More words, please

Reason’s retirement party is winding down. The reliquary awaits: a lovely spot with a view of the rotary phone, rabbit-ear antennas and Cherry Blossoms.

The age of words is dead! 

Long live wordage in its stead!

These last five-plus years, ever since Covid gifted ignorance a megaphone, there’s been a constant feral babel in my ears from the cognitive estrangement from meaning all around me.

In the right, the same manipulated confabulations of digestible words and algorithm-fed pabulum, just enough to pass through the narrowing mind, a prophylactic strategy to shield our rawboned attention span lest we hurt ourselves with an idea.

In the left, speech instrumentalized to suit the zeitgeist of the day, the commodious redefinition of definitions to absolve us from taking moral responsibility for the self-obsessed, immature society we’ve become.

When the apocalypse really kicks in, I picture word lines snaking for blocks and try to blink away the pleas for scraps of the alphabet, all the while praying my hush isn’t the blank slate that licenced the many, near and far, to subjugate us into expression insecurity.

Would that I had taken swimming lessons growing up to better navigate the dilution of language I never imagined in my older age, this liquid moment we are living in that demands we plunge and save humanity instead of sunning ourselves obliviously in the margins.

We are sleepwalking into a monoculture socializing us against being literate, knowledgeable, informed. Vocabulary’s become a dirty word.
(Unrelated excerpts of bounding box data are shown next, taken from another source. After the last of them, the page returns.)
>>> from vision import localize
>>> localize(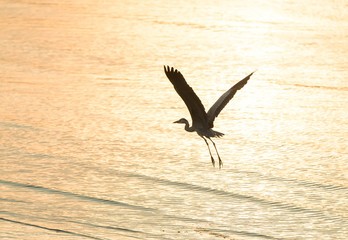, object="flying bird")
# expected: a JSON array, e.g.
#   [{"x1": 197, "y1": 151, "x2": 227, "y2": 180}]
[{"x1": 164, "y1": 66, "x2": 254, "y2": 168}]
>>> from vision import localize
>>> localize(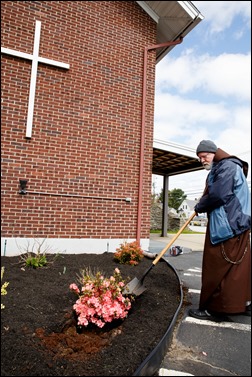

Inarticulacy and its lickspittle, Obscurantism, are the new aspirational.

Best we use fewer words, the smaller the better, to manifest and to exact misery than stretch our mouths to educate and to enlighten.

Best we distort the meaning of words to affect what we mean than to respect what they actually signify.

Best we traffic in prefabricated pith and exponentialize mother f. tongue-ligating complete sentences from gestating into paragraphs that beget the fully-formed thought.

The arc of public discourse has been bending toward silence for far too many of us having way too many meaningful conversations inside our heads. johnnywalnut.com is where I hope to lend voice to these conversations, say the quiet parts out loud.

The world needs more words now more than ever. More words to elevate us beyond an ankle-deep understanding of what it means to be alive, to be human, and to hold the condition of being human to account.

This is about finding our way back to words, as many of them as we can, and assembling them the way we used to when we spent our words capital freely until we were broke, and the richer for it.